Headspace in real, real simple terms is what supports the primer against the blow of the firing pin. In the rimmed Russian, it is the rim. Without expensive gauges you can check it by sticking pieces of "shim stock" --available at larger hardware stores or cut up a "feeler guage"-- to the base of a case with light grease/oil. Take the extractor off the bolt and close WITH GREAT CARE. Bolt leverage may be 15 to 1 and you can crush things if you are pushy... do damage, DON'T!. (Increase headspace...) Most of these guns are carefully checked by the importer for liability reasons. If you are doing hundreds of rifles, a headspace guage is not that expensive. But this means nothing and checks almost nothing about oversized chambers.
Real, real bottom line, you don't want the case coming back far enough to split and let hot gases which can be double the temperature of a cutting torch into the action... Pieces fly around and
If you are lucky, you die. If not, white cane time???
There are many "techniques." Firing oiled cases so they don't adhere to the wall of the chamber... Not a great idea but it works to blow the shoulder forward. [AT YOUR OWN RISK...] Yes, not returning the shoulder to factory standard will help with safety and long case life...
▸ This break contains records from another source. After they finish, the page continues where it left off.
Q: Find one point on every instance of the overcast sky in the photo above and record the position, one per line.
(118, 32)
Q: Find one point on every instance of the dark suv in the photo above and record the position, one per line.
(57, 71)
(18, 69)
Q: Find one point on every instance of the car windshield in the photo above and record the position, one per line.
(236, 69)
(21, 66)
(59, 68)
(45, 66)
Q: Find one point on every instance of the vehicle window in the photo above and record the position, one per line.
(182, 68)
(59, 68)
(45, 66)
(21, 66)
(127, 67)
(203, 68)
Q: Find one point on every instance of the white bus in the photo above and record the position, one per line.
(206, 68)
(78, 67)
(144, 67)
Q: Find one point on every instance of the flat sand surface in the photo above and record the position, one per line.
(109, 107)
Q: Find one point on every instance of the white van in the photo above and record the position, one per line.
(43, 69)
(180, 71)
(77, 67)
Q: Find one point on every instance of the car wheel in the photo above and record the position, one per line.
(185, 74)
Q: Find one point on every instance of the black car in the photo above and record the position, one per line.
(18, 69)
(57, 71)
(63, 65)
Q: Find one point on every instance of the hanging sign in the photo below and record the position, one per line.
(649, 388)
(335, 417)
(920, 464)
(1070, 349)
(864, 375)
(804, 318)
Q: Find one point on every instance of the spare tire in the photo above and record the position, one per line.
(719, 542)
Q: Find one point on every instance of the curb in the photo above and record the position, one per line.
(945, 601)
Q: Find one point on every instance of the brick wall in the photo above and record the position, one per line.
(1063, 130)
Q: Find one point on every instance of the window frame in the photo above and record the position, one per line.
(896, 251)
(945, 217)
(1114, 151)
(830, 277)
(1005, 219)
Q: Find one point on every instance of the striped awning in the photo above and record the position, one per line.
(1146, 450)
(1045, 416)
The rest of your question... Militarys often have over sized chambers to take ammo that is dirty, corroded, etc. Since soldiers don't reload, they don't care. Reloaders, if they resize to minimum size work the brass ALOT and it fails that much sooner. Almost nothing to do with head space.
So many just "neck size" the neck of the case to hold the next bullet. This also gets you a bit more powder room. If you really want to "see" your chamber, you can cast it. Cerrosafe is a metal that melts in boiling water and standard to all machinists. You can use "garden sulphur" from the garden store. Melt it outside. It will not explode, but if it catches fire. STINK. Pour. Let cool. Push out GENTLY. Another machinist standard. You can mike the cast and see what might be over size... or out of round or
? You could use lead, less standard and more difficult... Or modeling clay, gently... But if you think you got quality and match accuracy from a Russian Arsenal (or Finn or
) probably not. Shoot it and enjoy... luck.